Saeko had heard her father talk about his greatest fear enough times. It was to have to continue living after experiencing the loss of his daughter. He had not had a choice, and traded his soul and 515 lives for her, made a pact with the Devil.
That was the meaning of Seiji’s words: it had all begun with her. Faced with releasing evil into the world or losing his daughter, her father had chosen the former. It had all been to save her, and that was why she was here now, alive.
She felt the weight of 515 lives on her shoulders.
She often found herself wondering, without knowing why, whether she somehow had something to do with her father’s disappearance. She had always known that he loved her more than anyone else on earth.
Her father had been living here all this time, up until a year ago. He had been living here as Kota Fujimura. Saeko struggled to hold back her
tears as she looked around the room as though seeing it for the first time.
She had searched for a long eighteen years yet had found nothing, no clues as to what had happened. And all that time, her father had been living here in Takato, just a couple of hundred kilometers from Tokyo. He had raised a family; he and Haruko had had a son and a daughter together. They’d been living a normal life. Saeko recalled the strange sense of familiarity, something she hadn’t been able to put her finger on when she’d first come to this house and just now again when she’d looked through the family albums. That was explicable if indeed this family had been raised by her father.
She could guess why he had to replace Kota Fujimura. Their relationship was like that of matter and anti-matter, god and devil. Their encounter resembled their twin emergence.
If you added energy to empty space, matter popped out, leaving behind a mirror image of itself, anti-matter. Saeko had a simple analogy.
Considering the universe as an empty, two-dimensional space—a blank sheet of paper—this state represented the most basic form of symmetry, with no room for the development of matter. If you applied some energy to the space, say by taking a pair of scissors and cutting out the shape of a heart from the center, immediately the status quo of balance and symmetry shifted. In effect, the heart shape would exist outside of the originally prescribed number of dimensions. The spontaneous destruction of symmetry could be thought of as a phase transition.

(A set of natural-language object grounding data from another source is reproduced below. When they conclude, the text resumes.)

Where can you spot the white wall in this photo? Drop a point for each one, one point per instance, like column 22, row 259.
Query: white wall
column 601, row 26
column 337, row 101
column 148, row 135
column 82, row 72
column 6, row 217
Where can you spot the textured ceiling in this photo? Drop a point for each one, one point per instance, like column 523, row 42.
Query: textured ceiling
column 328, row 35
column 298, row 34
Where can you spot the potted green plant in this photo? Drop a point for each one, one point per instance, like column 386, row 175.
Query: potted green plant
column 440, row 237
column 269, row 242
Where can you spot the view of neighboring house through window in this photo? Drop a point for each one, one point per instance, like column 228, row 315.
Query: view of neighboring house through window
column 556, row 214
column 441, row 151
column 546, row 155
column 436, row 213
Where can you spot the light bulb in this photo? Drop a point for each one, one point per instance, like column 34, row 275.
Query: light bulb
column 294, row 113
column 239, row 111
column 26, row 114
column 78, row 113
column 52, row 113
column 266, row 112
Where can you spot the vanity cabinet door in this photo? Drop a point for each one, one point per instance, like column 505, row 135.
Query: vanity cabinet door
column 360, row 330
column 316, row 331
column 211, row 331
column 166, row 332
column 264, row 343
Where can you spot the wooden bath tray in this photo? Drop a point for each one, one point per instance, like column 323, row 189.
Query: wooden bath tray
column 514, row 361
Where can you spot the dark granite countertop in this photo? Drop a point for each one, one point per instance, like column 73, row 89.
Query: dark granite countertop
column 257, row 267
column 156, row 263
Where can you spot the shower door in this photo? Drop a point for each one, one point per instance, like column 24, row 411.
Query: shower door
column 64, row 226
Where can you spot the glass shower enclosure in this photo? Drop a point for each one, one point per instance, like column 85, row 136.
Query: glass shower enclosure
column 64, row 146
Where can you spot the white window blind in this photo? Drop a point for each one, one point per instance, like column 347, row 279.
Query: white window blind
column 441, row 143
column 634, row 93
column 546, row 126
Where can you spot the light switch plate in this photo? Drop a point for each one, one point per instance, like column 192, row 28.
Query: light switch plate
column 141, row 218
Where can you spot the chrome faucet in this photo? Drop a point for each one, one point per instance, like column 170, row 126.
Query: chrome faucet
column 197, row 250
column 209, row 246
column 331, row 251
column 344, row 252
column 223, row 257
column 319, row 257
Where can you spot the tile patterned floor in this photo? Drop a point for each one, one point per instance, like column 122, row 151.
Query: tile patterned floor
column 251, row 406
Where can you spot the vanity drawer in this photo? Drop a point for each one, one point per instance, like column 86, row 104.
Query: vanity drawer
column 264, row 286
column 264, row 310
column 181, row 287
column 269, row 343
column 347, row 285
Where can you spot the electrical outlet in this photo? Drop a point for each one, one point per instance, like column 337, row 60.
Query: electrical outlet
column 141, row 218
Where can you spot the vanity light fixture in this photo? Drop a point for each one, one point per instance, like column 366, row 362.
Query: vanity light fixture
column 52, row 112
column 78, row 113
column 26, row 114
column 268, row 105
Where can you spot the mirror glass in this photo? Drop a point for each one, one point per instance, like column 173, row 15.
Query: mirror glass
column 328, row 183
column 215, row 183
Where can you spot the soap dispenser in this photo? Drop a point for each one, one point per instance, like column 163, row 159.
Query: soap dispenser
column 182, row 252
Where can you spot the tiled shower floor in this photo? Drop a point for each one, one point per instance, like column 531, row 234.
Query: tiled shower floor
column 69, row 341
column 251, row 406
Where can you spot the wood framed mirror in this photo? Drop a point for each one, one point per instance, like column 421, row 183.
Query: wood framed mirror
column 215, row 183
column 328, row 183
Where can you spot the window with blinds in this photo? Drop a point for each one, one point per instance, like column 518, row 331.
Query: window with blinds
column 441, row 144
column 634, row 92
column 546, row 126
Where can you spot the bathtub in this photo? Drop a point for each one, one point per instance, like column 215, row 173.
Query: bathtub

The excised heart would leave an empty space in the paper with exactly the same proportions as the heart itself. The heart represented matter while the empty space represented anti-matter. At the beginning of the universe, the same quantities of matter and anti-matter existed, but now only the former was observed. Did its opposite slip into a place that transcended the dimension of time? In that case, the two would rarely meet. But if they did by happenstance, and the heart-shaped cutout returned to its original position, outwardly it would resemble the disappearance of both. The mutual destruction would release the massive amount of energy initially used to cut the shape out.
If the same logic applied, then after Kota’s disappearance, her father had to live here and cease to be Shinichiro Kuriyama.
Yet, in the end, she could not meet her father. He had vanished along with his new family, just January that year, the day of the abnormal sunspot activity. Why did they have to disappear? Saeko couldn’t think of the reason. Only Seiji would know the answer.
“Why? Why did the Fujimuras have to disappear?”
Saeko studied Seiji’s facial movements for any hint of what might have happened. She noticed that his face had changed somehow. The poisonous look had all but vanished, and his eyes looked calmer. It was as though she was looking at a different person.